Ada Lovelace Day: Emmy Noether and Symmetry, Revisited

Today (October 7) is Ada Lovelace Day, in which we celebrate women in technology, science, and mathematics. Ada Lovelace (1815-1852) was daughter of George Gordon, the poet better known as Lord Byron, but her greater claim to fame lies in writing the first computer programs…before any computer existed to run it. She wrote the program for Charles Babbage’s Analytical Engine, so she had a design to build for, but Babbage was never to build the computer: it was too ambitious, too expensive, and frankly nothing like it existed in the 19th century. (Babbage’s own lack of focus no doubt helped sink the project as well.) Nevertheless, Lovelace’s programs had all the basic features computer languages possess today, including flow control (“if-then-else” statements, etc.) and the manipulation of symbols. The concepts she wrote about in 1842 are still taught in modern numerical programming courses today, including the one I taught last fall. Ada died of cancer at age 36.

Although I’ve done a lot of computer programming, I’m not a computer scientist, so I’ll leave others to talk about Ada and her colleagues.

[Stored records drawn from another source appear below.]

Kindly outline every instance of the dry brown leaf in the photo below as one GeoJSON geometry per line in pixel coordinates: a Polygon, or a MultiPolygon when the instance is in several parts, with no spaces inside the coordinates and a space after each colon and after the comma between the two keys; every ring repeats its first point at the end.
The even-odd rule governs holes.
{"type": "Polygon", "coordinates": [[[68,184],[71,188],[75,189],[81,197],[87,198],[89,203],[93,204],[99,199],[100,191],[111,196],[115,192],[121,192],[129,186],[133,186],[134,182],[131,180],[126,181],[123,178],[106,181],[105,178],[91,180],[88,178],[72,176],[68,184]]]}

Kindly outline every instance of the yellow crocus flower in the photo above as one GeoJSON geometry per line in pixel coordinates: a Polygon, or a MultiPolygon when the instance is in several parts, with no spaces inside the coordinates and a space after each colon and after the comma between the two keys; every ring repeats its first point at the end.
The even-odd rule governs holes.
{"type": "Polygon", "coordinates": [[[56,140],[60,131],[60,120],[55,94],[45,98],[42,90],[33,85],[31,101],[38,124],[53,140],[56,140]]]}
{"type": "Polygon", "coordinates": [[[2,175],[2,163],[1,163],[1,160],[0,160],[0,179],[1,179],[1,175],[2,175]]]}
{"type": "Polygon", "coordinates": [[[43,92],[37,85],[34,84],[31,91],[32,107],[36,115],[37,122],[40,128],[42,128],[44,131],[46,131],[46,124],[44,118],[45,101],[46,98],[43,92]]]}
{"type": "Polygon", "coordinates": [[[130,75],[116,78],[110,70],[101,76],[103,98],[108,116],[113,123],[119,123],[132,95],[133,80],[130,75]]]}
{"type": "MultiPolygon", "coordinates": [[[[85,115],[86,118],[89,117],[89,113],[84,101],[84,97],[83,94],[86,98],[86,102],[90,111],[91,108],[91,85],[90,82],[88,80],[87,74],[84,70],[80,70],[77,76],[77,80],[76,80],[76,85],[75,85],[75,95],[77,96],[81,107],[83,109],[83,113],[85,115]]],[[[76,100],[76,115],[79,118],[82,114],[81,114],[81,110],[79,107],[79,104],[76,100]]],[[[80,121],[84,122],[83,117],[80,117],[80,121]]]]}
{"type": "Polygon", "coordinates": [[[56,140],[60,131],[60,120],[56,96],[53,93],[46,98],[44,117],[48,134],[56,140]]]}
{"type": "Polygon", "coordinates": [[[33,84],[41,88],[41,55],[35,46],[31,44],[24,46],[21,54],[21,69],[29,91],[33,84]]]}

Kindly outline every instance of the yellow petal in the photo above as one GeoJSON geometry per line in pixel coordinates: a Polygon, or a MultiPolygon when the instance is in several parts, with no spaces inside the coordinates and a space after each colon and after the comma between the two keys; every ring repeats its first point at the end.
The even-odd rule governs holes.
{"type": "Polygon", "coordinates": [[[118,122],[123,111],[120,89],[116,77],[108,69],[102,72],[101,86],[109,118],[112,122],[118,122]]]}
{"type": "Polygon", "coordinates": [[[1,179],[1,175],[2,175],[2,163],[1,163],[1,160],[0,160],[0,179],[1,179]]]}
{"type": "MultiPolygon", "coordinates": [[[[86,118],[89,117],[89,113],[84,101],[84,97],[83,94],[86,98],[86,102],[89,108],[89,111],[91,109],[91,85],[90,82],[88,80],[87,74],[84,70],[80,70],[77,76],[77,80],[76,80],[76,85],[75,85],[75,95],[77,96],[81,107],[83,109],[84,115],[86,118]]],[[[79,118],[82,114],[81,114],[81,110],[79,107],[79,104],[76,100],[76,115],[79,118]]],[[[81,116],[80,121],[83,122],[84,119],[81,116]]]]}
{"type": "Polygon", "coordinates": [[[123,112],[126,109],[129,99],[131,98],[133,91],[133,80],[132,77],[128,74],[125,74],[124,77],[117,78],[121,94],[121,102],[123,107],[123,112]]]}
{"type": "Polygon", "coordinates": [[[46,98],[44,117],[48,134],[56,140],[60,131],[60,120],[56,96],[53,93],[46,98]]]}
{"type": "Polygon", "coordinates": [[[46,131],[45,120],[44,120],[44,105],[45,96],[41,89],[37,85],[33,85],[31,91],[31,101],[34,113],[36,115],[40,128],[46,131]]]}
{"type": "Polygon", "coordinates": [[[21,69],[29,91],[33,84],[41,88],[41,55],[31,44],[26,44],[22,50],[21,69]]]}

As a theoretical physicist with a highly mathematical focus, I will instead highlight a mathematician who is famous among physicists but not well known among the general public: Emmy Noether. (This post ran in a slightly different version on March 8 of this year.)

Noether (1882-1935) has two major accomplishments to her name: she was a leader in the development of what is known today as abstract algebra (one of the major branches of mathematics), and she proved a theorem that bears her name that connects symmetries of nature to physical conservation laws. Algebra isn’t something I can talk intelligently about, so I’ll let others eulogize her for her contributions to that area. Her other major contribution is one that not only shows up in my research, but one I think can be understood by non-scientists.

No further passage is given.